As Collet added in the 2005 article, the ridiculous 31-0 and 22-0 wins over American Samoa and Tonga respectively (thrashings handed out only a few years earlier) argued strongly in favour of the decision. By entering the Asian Confederation, Australia was improving the mean quality of football in the region, ramping up the competitiveness and challenging the stagnating duopoly of regional giants Japan and South Korea. With the Gulf states rising in prominence over the last few years as well, it seems that the footballing health of the region is currently cresting new summits. This year’s Asian Cup, inarguably a raucous success here in Australia, has also shown that battles between Asian nations are very much enthralling and unpredictable spectacles. Traditional forces can no longer assume a clear path to the final; the UAE’s remarkable triumph over Japan was evidence of that. Matches like the fabulous 3-3 draw between Iraq and Iran are single handedly worth the price of admission. Australia have lost already to their opponents in Saturday’s final, South Korea, and a gripping championship contest is expected. Ebullient competition is the hallmark here.
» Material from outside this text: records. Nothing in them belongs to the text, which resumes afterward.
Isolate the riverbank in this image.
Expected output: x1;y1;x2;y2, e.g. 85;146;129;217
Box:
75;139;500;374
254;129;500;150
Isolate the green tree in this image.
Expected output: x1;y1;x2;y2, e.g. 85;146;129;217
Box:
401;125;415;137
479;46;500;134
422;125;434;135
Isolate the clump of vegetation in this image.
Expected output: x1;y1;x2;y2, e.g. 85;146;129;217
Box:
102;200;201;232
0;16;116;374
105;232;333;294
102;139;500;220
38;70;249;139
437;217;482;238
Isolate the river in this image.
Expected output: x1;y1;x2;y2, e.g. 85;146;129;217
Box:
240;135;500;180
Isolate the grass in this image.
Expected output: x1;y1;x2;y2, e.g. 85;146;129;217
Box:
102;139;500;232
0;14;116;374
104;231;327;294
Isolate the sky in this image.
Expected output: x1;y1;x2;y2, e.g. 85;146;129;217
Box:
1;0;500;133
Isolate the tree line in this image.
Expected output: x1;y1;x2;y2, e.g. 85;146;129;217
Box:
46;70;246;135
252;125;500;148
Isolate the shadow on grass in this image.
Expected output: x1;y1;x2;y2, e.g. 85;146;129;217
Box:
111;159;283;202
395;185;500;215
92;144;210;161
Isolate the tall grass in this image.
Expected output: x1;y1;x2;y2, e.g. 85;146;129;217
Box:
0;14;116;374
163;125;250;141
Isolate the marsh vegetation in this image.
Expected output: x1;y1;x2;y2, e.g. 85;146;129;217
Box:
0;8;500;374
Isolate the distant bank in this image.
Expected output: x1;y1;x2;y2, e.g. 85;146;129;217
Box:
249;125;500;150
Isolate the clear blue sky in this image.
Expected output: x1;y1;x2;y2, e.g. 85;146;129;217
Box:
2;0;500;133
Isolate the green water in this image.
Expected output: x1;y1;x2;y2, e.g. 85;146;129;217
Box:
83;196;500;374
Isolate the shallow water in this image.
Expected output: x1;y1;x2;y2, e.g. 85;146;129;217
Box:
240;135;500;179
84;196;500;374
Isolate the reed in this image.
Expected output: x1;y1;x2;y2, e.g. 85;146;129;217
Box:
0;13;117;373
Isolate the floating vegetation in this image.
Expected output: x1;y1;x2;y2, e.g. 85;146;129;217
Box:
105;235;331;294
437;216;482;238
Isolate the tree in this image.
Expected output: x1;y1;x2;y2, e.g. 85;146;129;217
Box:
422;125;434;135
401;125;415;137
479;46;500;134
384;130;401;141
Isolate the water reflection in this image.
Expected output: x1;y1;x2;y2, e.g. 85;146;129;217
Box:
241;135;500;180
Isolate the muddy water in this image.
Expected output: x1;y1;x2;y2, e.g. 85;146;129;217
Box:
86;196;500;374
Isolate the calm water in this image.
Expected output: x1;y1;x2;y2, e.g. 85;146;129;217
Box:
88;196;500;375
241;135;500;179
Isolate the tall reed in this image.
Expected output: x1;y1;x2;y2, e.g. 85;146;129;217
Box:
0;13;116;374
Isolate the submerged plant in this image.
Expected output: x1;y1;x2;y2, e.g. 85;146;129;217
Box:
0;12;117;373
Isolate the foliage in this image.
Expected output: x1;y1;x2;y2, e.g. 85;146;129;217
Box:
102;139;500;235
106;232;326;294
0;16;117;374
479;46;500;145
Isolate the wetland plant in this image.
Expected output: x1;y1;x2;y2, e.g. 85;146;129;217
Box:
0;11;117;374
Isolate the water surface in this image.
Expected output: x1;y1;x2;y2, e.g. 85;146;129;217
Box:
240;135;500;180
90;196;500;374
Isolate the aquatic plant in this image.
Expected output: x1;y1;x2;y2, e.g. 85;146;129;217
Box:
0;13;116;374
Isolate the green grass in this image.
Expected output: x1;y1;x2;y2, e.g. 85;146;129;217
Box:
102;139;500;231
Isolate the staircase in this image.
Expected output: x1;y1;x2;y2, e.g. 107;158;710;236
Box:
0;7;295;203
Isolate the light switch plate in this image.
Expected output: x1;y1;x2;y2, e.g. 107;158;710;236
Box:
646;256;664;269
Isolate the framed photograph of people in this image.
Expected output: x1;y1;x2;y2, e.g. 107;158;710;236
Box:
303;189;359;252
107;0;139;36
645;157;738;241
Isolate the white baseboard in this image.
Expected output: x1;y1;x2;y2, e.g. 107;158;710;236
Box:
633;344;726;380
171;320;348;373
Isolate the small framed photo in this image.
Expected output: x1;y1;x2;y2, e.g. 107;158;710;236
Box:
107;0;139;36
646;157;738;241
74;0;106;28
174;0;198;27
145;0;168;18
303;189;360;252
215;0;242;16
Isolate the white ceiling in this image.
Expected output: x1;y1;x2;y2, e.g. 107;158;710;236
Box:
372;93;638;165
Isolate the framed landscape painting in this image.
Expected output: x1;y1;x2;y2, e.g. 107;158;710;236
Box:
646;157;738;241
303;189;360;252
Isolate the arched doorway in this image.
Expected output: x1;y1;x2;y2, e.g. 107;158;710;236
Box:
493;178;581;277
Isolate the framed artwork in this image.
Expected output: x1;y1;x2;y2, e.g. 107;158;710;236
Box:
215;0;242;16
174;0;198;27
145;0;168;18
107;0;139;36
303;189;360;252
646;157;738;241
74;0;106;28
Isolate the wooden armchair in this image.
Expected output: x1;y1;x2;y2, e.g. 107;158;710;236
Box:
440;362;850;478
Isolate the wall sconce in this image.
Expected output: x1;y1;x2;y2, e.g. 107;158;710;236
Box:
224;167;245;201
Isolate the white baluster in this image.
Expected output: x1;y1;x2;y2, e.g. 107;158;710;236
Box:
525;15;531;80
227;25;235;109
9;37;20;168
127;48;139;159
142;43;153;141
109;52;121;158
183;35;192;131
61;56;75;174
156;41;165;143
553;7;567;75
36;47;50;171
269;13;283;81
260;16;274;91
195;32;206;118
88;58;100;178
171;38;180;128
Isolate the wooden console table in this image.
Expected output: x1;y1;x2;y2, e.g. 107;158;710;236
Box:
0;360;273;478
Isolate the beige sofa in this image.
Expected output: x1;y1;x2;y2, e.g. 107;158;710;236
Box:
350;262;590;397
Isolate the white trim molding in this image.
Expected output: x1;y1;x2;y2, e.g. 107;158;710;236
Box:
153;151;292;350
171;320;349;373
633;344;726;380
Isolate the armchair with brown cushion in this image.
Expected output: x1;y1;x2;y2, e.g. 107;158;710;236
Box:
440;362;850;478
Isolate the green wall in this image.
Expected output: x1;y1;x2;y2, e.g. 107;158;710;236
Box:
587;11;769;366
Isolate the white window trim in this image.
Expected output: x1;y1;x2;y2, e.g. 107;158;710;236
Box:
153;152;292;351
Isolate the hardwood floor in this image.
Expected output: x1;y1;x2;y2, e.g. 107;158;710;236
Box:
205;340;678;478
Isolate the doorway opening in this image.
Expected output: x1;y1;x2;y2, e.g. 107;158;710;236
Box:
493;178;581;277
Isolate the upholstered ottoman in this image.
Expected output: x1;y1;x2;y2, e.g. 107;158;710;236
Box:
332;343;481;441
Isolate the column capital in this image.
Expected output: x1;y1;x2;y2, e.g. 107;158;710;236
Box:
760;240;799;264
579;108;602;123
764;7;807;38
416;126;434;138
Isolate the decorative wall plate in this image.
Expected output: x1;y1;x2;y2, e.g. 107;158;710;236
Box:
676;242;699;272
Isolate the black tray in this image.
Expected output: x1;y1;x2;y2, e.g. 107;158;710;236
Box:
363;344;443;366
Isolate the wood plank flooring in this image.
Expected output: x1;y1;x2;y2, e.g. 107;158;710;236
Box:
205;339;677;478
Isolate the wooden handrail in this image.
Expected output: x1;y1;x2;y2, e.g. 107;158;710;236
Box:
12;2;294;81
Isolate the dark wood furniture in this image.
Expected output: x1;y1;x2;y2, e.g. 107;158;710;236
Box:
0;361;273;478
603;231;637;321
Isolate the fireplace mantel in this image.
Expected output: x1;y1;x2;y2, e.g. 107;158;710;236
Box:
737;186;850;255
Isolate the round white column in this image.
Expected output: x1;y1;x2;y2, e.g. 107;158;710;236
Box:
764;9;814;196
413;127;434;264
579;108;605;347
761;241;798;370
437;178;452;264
Of course, it’ve very easy to praise the increased level of competitiveness when it’s an Australian club holding the AFC Champions League trophy, and when both male and female national teams are competing for the regional championship. Grumblings from nations who have been on the sore end of these triumphs are, if nothing more than sour grapes, at least understandable. And so, amid FIFA’s wholly entrenched culture of shadiness and back-alley dealings, mentioning the existence of vague “desires” to evict Australia from Asia equates to a tangible fear of attack. FIFA’s thirst for ethical opacity has never been more acute, and with the denial of clarity comes the sweaty fever-dreams of conspiracy and lies.
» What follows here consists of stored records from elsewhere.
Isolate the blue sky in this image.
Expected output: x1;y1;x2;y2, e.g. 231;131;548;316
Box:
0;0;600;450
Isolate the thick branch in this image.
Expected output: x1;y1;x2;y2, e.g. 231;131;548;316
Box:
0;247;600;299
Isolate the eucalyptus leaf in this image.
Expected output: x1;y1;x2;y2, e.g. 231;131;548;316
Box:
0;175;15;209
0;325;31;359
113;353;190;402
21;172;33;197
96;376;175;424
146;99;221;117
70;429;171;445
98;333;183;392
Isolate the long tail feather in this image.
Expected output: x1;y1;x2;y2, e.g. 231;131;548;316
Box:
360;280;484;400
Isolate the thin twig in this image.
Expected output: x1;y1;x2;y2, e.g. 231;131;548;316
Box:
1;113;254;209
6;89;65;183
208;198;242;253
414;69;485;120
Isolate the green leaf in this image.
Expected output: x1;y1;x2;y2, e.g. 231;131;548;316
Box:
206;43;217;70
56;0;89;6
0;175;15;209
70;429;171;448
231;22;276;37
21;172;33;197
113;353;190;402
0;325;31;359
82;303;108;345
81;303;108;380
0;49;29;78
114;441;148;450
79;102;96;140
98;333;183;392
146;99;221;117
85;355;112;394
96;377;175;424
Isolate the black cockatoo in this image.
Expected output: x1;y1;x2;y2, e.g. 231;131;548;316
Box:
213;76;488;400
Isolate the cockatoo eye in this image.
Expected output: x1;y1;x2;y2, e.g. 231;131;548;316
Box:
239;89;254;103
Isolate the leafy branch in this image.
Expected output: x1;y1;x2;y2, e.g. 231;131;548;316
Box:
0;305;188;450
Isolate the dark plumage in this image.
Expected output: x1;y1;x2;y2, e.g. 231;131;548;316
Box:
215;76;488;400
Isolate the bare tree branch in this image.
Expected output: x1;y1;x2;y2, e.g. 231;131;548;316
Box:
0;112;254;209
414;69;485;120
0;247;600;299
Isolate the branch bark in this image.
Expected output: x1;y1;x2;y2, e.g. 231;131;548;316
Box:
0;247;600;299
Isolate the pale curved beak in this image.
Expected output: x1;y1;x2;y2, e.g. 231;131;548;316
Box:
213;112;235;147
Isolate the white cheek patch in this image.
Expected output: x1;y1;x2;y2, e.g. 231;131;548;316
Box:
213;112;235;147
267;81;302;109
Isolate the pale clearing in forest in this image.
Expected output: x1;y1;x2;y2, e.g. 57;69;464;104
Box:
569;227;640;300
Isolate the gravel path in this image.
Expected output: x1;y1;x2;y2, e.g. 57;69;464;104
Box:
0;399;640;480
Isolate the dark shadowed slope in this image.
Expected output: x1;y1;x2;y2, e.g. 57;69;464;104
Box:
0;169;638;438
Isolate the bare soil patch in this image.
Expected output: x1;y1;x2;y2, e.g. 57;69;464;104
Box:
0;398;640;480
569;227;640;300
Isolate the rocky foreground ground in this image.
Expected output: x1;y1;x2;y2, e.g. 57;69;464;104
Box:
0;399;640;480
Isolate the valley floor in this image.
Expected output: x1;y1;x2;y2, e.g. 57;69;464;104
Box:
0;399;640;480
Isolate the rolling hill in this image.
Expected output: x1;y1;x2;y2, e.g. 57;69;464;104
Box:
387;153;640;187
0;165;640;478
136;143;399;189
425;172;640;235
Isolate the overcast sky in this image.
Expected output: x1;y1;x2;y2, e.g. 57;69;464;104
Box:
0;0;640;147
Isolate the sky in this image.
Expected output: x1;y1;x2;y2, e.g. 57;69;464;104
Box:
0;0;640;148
One assumes that high ranking FIFA officials, as well as acting in their capacity as administrators of the various international confederations, also retain strong ties to football goings-on in their homelands. If we are speaking purely in terms of, say, chances for qualifying for international competitions, then it is firmly in the interests of countries (like President Al-Khalifa’s UAE) to seek to remove rivals from this equation. Australia’s eviction from Asia would directly result in an increased chance for the remaining nations to qualify for a future World Cup, this is clear (it was the very reason to remove Australia from Oceania in the first place). And because, as far as one can tell, the avenue for an eviction is via a simple vote among the Confederate members, the threat of potential expulsion is seemingly unhindered any vital stipulations. As we saw when Australia moved into Asia, Blatter didn’t even need to wait for the FIFA Congress to approve the change in 2005. It is in this unregulated context of competing agendas that treachery, bribery and sleaze can thrive. Certainly, past FIFA scandals show that it has done elsewhere.
Where does the dishonesty end and the truth begin? Who are the upstanding candidates and who are the charlatans? Behind whom are we to rally, or is it against whom? FIFA have assembled for themselves a Delphic haze of misdirection and chicanery under which to do their business, and there is no sign yet of it clearing.